Kenyon v.s. analysts

Time to Upgrade Wal-Mart (the first 35% doesn't count)

April-26-2008

While scanning my daily emails from several brokerage houses this morning, I came across another example Wall Street analytical rigor. It seems Merrill's retail "analyst" decided it was time to upgrade Wal-Mart (ever heard of them?) to a BUY rating today.

Now THAT my friends is some Grade-A Wall Street Value-add! If by chance you have been following Wal-Mart's (WMT) stock price recently, you will see that it is at a 4-year HIGH, and that this analyst missed the 35% gain since August 2007 - but better late than never I guess, so today it's a BUY!

Let me see - is it "buy high sell low"... ? Or maybe it's "sell low, ignore higher, buy high"! That's what Merrill's crack "analyst"seems to think. If you take a peak at the chart in the back of the report, the one required now in the back of every analyst report, you can see a history of the analyst's ratings on the stock. Here is how this analyst did:

Dec. 6 2005 - ratings upgrade from Neutral to Buy, stock price 47.62
18 July 2006 - rating downgrade to Neutral, stock price 43.17, stock LOST 9.3% while rated buy vs. S&P500 loss of 2.1%
16 March 2007 - upgrade to Buy, stock price 46.21, a GAIN of 7% while rated neutral vs. S&P500 gain of 12.1%%
14 August 2007 - downgrade to Neutral, stock price 43.82, a LOSS of 5.2% while rated buy vs. S&P500 loss of 2.9%
30 August 2007 - downgrade to Sell, stock price 43.32, loss of 1.1% while rated neutral vs. S&P500 gain of 2%
26 Oct 2007 - Upgrade to Neutral, stock price 44.64, gain of 3% while rated sell vs. S&P500 gain of 5.3%
April 25 2008 - upgrade to Buy, stock price 57.45, GAIN of 28.7% while rated neutral vs. S&P500 loss of 9.4%


Summary:

While rated BUY, the stock LOST 9.3% and 5.2%
While rated NEUTRAL, the stock gained 7%, lost 1.1%, and gained 28.7%
While rated SELL the stock GAINED 3%

One heck of a record! The fact that she just upgraded to BUY is making me take a closer look at my WMT holdings. I trimmed a little recently in a managed account that was overweight, but continue to hold in other accounts. I think it is nearing fair value at current levels, so I am considering trimming further.
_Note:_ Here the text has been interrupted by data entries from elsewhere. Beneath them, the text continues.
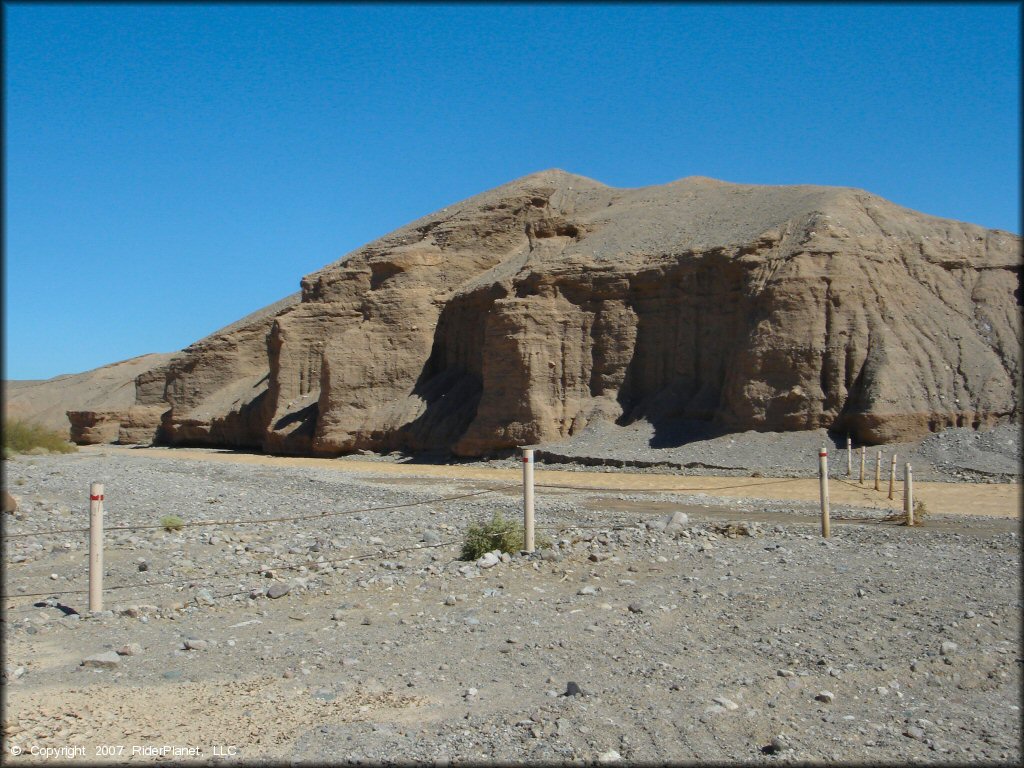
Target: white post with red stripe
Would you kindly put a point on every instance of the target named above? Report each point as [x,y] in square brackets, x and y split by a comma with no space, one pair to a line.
[96,546]
[823,477]
[908,494]
[527,499]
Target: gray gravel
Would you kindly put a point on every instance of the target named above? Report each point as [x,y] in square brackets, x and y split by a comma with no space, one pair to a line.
[687,628]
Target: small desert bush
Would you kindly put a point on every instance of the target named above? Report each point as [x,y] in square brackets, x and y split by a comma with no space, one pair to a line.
[26,437]
[505,536]
[172,522]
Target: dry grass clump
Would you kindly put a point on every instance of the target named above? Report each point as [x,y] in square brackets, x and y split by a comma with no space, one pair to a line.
[505,536]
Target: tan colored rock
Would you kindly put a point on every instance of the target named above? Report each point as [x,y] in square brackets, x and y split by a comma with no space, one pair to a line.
[92,427]
[108,388]
[524,313]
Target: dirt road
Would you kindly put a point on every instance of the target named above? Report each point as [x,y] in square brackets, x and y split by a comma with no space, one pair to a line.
[990,500]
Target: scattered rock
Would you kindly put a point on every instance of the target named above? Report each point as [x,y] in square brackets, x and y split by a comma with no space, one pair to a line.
[279,589]
[488,560]
[105,660]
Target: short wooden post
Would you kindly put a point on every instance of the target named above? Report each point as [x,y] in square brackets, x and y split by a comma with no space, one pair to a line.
[527,499]
[823,479]
[96,546]
[908,494]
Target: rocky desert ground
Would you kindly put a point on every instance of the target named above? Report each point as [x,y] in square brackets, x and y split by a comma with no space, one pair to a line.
[678,617]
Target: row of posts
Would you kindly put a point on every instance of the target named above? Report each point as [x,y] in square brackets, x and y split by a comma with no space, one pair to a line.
[96,510]
[823,480]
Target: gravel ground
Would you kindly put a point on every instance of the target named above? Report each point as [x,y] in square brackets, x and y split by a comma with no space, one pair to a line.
[357,636]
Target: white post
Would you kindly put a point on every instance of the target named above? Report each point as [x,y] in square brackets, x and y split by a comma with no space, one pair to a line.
[96,546]
[527,499]
[823,476]
[908,494]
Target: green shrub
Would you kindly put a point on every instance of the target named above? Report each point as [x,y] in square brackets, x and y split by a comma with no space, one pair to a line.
[172,522]
[506,536]
[24,437]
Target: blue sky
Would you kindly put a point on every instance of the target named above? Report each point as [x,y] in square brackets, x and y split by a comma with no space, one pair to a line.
[170,169]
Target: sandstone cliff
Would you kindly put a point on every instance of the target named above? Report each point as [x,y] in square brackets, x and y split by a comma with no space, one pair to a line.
[521,314]
[101,398]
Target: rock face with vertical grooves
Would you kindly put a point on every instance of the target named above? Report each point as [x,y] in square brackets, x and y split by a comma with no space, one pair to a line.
[521,314]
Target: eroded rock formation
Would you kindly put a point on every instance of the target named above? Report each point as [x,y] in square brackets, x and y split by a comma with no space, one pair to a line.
[523,313]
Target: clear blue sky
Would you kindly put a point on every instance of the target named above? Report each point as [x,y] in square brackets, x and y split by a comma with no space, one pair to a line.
[170,169]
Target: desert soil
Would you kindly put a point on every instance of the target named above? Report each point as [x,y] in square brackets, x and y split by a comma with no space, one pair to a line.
[630,639]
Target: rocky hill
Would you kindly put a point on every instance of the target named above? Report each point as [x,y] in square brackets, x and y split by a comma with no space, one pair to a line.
[524,313]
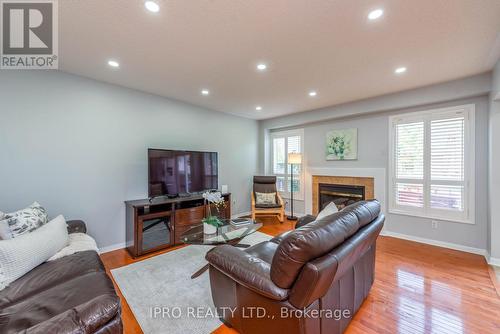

What this points out however is that much of Wall Street's ratings "upgrades" and "downgrades" are nothing more that backward looking momentum calls or shallow extrapolation of recent trends. The only value they create is for themselves in the form of commissions generated from speculative trading activity.

Just another example of why we should avoid the noise, and simply buy good companies when they look cheap and sell them when they look expensive.